Tom Jones swept to victory in the Kerr County Judge race Tuesday, his dominant 28-point margin over James “Jack” Stewart the defining result of a primary night that will also send two local races to a May runoff — while Kerr County voters bucked the statewide trend in the U.S. Senate race, backing Ken Paxton heavily even as John Cornyn held his statewide lead.
Jones led 5,904 to 3,262 — 64.4% to 35.6% — with 15 of 20 precincts reporting, a margin so consistent across absentee, early and election-day ballots that it amounted to a countywide mandate. The race had been the most-watched contest on the Kerr County ballot, and Jones answered with a performance that was never seriously in doubt after the first returns dropped.
The contrast with the commissioner races could not have been sharper.
In Precinct 1, no candidate came close to the 50% needed to avoid a runoff. Clay Lambert led with 33%, Brenda Hughes trailed at 31.7%, and Wayne Uecker — who surged on election-day ballots throughout the night — finished at 29%. Lambert and Hughes will advance to a May runoff, with Uecker’s voters potentially decisive in the outcome.

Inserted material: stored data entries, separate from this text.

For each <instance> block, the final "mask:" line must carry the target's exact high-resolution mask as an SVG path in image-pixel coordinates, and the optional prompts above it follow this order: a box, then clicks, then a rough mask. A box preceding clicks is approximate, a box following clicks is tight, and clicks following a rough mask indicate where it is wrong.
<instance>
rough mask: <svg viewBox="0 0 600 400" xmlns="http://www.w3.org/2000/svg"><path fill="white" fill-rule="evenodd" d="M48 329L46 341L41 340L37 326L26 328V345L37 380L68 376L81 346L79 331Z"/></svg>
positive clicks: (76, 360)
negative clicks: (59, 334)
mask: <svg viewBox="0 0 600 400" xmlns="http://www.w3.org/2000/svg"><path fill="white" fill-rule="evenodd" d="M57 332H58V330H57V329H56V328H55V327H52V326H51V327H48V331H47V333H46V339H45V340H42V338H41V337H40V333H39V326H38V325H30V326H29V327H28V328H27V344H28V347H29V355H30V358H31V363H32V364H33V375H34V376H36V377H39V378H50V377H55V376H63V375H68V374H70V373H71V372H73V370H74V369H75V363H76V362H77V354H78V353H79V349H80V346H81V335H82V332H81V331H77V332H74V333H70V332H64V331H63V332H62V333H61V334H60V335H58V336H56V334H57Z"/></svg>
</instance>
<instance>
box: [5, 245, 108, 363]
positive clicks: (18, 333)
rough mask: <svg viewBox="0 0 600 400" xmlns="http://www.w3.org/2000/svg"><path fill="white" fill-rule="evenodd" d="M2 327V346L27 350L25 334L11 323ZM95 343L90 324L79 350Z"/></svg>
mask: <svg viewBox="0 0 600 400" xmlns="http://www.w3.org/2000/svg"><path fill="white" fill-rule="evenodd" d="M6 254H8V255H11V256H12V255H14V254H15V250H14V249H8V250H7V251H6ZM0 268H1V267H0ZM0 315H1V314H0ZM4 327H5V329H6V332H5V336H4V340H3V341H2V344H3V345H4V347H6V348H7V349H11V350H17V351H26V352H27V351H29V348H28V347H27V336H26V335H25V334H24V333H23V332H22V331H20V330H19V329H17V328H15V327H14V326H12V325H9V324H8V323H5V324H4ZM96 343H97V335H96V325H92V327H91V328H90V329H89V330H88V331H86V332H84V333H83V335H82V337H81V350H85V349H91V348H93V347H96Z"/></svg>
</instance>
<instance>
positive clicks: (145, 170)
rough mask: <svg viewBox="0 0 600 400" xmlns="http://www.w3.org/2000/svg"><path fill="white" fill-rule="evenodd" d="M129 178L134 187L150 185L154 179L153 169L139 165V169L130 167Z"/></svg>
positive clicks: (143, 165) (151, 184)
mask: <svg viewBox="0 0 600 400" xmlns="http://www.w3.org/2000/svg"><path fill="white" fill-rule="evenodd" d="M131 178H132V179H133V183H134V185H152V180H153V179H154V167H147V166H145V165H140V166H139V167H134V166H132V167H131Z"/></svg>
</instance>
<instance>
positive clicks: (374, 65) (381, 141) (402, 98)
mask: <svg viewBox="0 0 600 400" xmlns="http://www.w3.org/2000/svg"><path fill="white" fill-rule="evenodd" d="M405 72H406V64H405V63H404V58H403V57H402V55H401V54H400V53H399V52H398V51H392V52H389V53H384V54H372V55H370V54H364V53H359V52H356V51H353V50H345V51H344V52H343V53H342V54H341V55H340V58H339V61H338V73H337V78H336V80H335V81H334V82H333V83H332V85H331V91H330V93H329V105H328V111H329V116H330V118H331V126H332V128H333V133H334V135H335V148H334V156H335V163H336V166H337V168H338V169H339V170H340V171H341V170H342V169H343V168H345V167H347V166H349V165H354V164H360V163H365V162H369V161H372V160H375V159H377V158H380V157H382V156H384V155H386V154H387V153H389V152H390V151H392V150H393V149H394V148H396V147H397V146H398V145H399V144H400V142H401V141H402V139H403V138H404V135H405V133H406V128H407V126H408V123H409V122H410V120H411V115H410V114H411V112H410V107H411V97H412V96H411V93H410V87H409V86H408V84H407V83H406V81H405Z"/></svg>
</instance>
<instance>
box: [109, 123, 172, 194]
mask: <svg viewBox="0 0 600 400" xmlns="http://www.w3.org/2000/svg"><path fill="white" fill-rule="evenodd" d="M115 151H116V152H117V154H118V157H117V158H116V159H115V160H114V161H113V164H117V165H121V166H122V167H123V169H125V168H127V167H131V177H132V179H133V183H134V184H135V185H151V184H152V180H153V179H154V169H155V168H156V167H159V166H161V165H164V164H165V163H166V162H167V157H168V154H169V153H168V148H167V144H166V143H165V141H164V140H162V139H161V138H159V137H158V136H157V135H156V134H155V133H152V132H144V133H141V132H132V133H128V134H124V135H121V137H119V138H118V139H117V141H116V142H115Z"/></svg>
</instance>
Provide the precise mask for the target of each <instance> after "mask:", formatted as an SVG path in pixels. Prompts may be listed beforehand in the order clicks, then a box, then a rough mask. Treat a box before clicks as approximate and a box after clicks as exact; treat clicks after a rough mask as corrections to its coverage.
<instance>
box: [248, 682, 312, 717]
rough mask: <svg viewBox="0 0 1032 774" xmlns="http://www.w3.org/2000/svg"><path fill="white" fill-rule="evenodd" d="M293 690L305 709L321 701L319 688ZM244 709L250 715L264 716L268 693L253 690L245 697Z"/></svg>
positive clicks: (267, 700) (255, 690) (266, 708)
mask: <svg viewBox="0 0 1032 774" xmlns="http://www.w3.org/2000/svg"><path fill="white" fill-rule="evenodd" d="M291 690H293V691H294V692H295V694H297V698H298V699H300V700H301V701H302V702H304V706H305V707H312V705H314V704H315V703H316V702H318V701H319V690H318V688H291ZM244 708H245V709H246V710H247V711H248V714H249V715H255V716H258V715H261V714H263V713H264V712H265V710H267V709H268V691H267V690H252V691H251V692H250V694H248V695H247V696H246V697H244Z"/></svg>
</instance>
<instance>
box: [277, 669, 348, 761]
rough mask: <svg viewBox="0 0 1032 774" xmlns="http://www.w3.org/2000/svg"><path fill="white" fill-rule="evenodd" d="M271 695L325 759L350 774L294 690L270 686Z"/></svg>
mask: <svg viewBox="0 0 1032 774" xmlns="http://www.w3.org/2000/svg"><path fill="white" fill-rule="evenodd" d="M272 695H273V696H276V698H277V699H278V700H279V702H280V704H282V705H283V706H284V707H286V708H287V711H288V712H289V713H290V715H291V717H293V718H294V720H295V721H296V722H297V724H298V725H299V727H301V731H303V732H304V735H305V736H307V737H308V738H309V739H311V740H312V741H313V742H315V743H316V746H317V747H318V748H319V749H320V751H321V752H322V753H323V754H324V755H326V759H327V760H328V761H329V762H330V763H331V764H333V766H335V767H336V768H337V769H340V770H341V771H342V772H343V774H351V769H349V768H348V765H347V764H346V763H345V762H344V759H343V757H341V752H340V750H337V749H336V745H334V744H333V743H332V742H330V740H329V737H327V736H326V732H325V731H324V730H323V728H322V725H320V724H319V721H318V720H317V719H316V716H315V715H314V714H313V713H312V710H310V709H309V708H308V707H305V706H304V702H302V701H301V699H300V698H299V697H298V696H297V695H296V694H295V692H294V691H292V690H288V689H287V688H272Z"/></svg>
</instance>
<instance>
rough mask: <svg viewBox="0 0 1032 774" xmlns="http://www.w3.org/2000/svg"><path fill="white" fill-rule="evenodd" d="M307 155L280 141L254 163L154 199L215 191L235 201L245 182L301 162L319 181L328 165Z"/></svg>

The County Court-at-Law race was similarly headed to a runoff, with Robert Hunter Moose leading a five-candidate field at 41.1%. Brett Ferguson, at 23.4%, appeared positioned to advance as the second-place finisher.
Don Harris won a convincing victory in Justice of the Peace Precinct 4 with 53.2% in a four-candidate field. His win carries significance beyond his own race: by leaving the Commissioners Court for the JP bench, he vacates the Precinct 4 seat that Guy “Bubba” Walters won Tuesday night with 55.6% over Randy Murphy. Walters will most likely succeed Harris on the court. Rich Paces held off Mike Allen in Precinct 2, 52.4% to 47.6%, in a race that stayed close all night.
On the statewide ballot, Kerr County showed its conservative character clearly in the U.S. Senate race — backing Paxton even as the incumbent senator led statewide. Cornyn finished with 42.7% statewide to Paxton’s 40.3%, neither clearing the 50% threshold needed to avoid a runoff. The two will meet again in May.
In the 21st Congressional District, Mark Teixeira won convincingly with 61.3% in a 12-candidate field — a performance that cleared the runoff threshold with room to spare. Teixeira will face Democrat Dr. Kristin Hook in November in the race to succeed Chip Roy, who vacated the seat to run for attorney general. Roy finished second in that race statewide at 31.1%, trailing Mayes Middleton’s 40.1%. Neither Middleton nor Roy cleared 50%, setting up a May runoff for the office Paxton once held.
The one statewide race that produced an outright winner was comptroller, where Don Huffines — backed by former President Donald Trump — captured 57.3% statewide, avoiding a runoff against a fractured field that included Kelly Hancock at 23.3% and Christi Craddick at 15.7%.
All local results remain unofficial pending canvass.